Migrating Spark applications

During the Spark workflow migration, the job JAR file, job properties and other Spark job related data are migrated from a CDH or Cloudera Base on premises cluster to a Cloudera Data Hub cluster.

Before the migration, the source cluster is scanned to collect the Spark application JAR files. During the migration process, the Spark applications are not affected on the source cluster and can remain in running state. The source code of the Spark applications also remain the same, only the JAR files are copied from the Source cluster to the Destination cluster. To migrate the files that have dependency to the Spark application, you need to ensure to select them during the migration creation. When the migration is finished, the job definitions are stored in the S3 bucket and the application properties are stored in the local filesystem.

Ensure that Cloudera Migration Assistant is set up correctly using the steps in Setting up Cloudera Migration Assistant server.
Ensure that you have met the requirements detailed in Reviewing prerequisites before migration.
Ensure that you have a CDH 5, CDH 6 or Cloudera Base on premises cluster registered as a source from which you want to migrate your Spark applications. If you do not have a source cluster yet, complete the steps in Registering source clusters.
Ensure that you have a Cloudera Data Hub cluster registered as a destination cluster to which you want to migrate your Spark applications. If you do not have a destination cluster yet, complete the steps in Registering destination clusters.

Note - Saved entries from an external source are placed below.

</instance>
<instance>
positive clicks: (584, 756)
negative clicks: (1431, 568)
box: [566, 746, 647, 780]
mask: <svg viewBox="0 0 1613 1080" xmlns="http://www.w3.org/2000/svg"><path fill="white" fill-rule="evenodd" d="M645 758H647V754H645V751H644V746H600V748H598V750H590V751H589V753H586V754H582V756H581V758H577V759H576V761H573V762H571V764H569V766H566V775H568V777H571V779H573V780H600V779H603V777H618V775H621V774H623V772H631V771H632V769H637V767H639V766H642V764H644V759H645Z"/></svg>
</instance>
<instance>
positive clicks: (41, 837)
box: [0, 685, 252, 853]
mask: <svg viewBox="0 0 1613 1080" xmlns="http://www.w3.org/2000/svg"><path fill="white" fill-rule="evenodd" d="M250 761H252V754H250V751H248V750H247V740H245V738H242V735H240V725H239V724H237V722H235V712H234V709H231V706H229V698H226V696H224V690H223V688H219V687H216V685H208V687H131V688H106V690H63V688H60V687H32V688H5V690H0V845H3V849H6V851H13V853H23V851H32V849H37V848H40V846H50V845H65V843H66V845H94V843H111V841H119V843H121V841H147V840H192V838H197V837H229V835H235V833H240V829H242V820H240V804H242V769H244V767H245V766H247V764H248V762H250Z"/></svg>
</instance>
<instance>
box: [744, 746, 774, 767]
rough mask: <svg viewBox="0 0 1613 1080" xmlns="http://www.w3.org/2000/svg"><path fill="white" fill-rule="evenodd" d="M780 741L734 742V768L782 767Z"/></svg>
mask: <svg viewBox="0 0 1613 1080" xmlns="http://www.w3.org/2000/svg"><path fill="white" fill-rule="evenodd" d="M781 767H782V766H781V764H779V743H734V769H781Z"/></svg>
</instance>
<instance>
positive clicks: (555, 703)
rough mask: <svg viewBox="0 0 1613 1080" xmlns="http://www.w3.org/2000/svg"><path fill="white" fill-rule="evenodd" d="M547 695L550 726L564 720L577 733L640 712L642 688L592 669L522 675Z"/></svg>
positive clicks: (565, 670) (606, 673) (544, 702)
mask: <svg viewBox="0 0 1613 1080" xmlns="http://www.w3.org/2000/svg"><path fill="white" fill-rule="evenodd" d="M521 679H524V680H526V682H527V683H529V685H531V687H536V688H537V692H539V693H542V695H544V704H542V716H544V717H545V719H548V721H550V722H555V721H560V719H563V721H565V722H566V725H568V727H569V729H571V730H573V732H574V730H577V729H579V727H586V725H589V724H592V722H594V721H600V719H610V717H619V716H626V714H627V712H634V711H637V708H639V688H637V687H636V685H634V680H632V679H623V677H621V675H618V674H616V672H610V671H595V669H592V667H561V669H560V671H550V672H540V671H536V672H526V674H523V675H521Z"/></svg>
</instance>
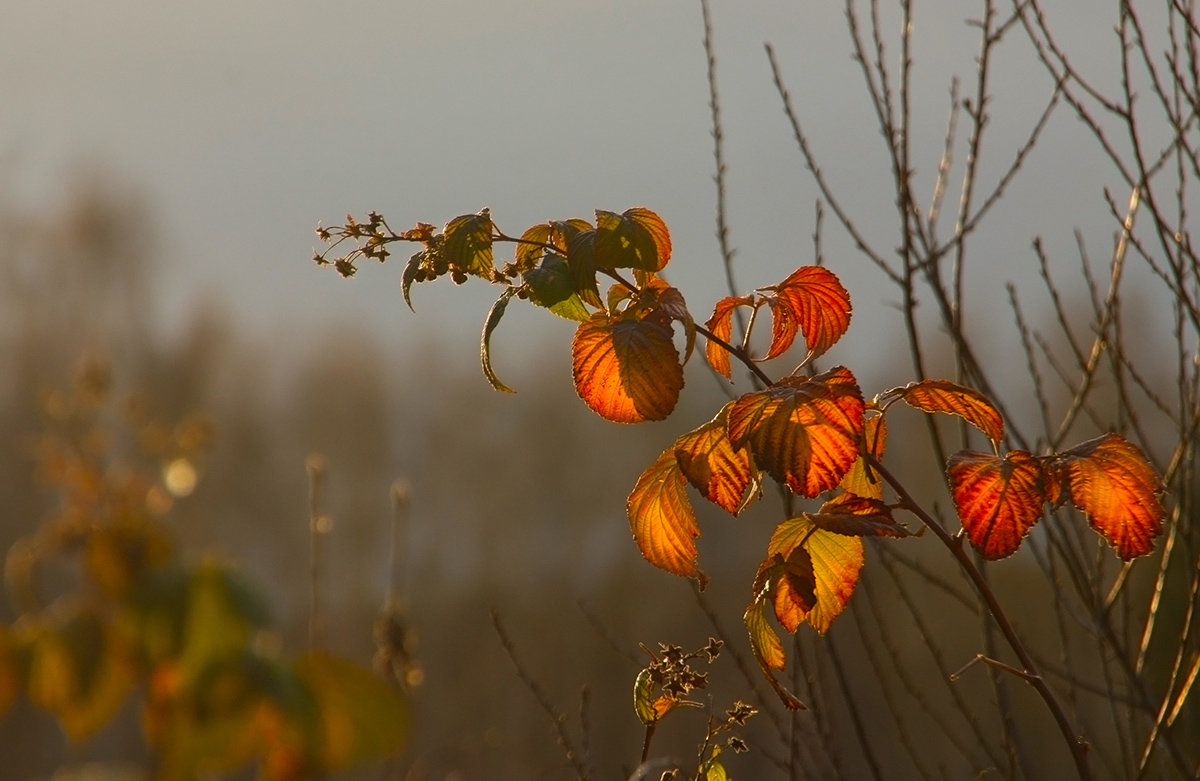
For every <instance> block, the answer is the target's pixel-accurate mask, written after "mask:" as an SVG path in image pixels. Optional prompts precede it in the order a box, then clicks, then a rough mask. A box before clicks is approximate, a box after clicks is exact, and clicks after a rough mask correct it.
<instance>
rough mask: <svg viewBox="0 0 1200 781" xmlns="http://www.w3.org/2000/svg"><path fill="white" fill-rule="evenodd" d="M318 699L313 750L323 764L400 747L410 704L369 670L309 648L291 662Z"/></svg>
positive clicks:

Click on the CDH or Cloudera Base on premises cluster you want to use for the migration on the Clusters page.
Click Start Scanning to open the Scan Settings.
Select Spark application scan.

important
In case you want migrate the Spark application dependencies, such as HDFS files, you need to make sure to select the dependent services during the Source cluster scanning, and add the dependent files and configurations to the same Collection as the Spark applications.
1. Provide the Number of latest days to scan to define the period from which the Spark applications are collected.
2. Click Scan selected.
  You will be redirected to the scanning progress, where you can monitor if the scanning process was successful or encountered any error.
Click on Start Mapping to view the collected job definitions when the scan is finished.
Add Spark workloads to Collections.
Collections serve as an organization method to sort and bundle the job definitions into groups for the migration. You can create more collections beside the Default collection based on your requirements.
After you are finished with sorting the Spark workloads and their dependencies to collections, you can start the migration process by creating the migration plan.
Click Create Migration or select Migrations > Start Your First Migration.
1. Select the source cluster, and click Next.
2. Select the destination cluster, and click Next.
3. Select the type of migration, and click Next.
4. Select the collections that you want to migrate, and click Next.
  You can select if the migration should Run Now or be completed in a Scheduled Run. Run Now means that the Oozie job definitions in the selected collections are going to be migrated as soon as the process starts. When choosing the Scheduled Run, you can select the start date of the migration, and set a frequency in which the migration process should proceed.
5. Provide he Cloudera workload user and password will be used to access Cloudera Manager of the Cloudera Data Hub cluster in Cloudera on cloud.
6. Ensure that the path of the Folder for the Spark scripts on the target Data Lake is correct.
7. Click Next.
  An overview of the migration plan is displayed. At this point, you can go back and change any configuration if the information is not correct. If the information is correct, click Create.
Click Execute Migrations when the migration plan is successfully created.

You can use the Mapping tab to update the Spark workloads, and you can view the steps that will be completed during the migration on the Execution Step tab.

Under Configuration, you can view how the configuration are being mapped from the Source cluster to the Destination cluster. The configurable parameters on the destination cluster are filled out automatically based on how the Destination cluster was configured for the migration, but these parameters can be changed based on your requirements before executing the migration.
Click Run to start migration.
You also have the option to click and select Run All. In this case the migration steps are executed manually. Choosing Run All in Current Phase enables you to manually start the next phase of the migration.

During the Spark migration, the HDFS replication policies are created if there are any HDFS file dependencies for the Spark application. In the next step, the Spark shell scripts are created on the selected cloud storage. During the finalization, there is a manual step to review if the Spark application migration was successful to the Destination cluster. You can choose how to ensure that the Spark applications are on the Destination cluster, but you can use the CLI commands provided on the screen.

When all of the steps are successfully completed, the migration of Spark applications from CDH or Cloudera Base on premises to Cloudera on cloud is finished. You can restart the Spark applications on the destination Cloudera Data Hub cluster using Command Line Interface (CLI) or via Livy as instructed in the last step.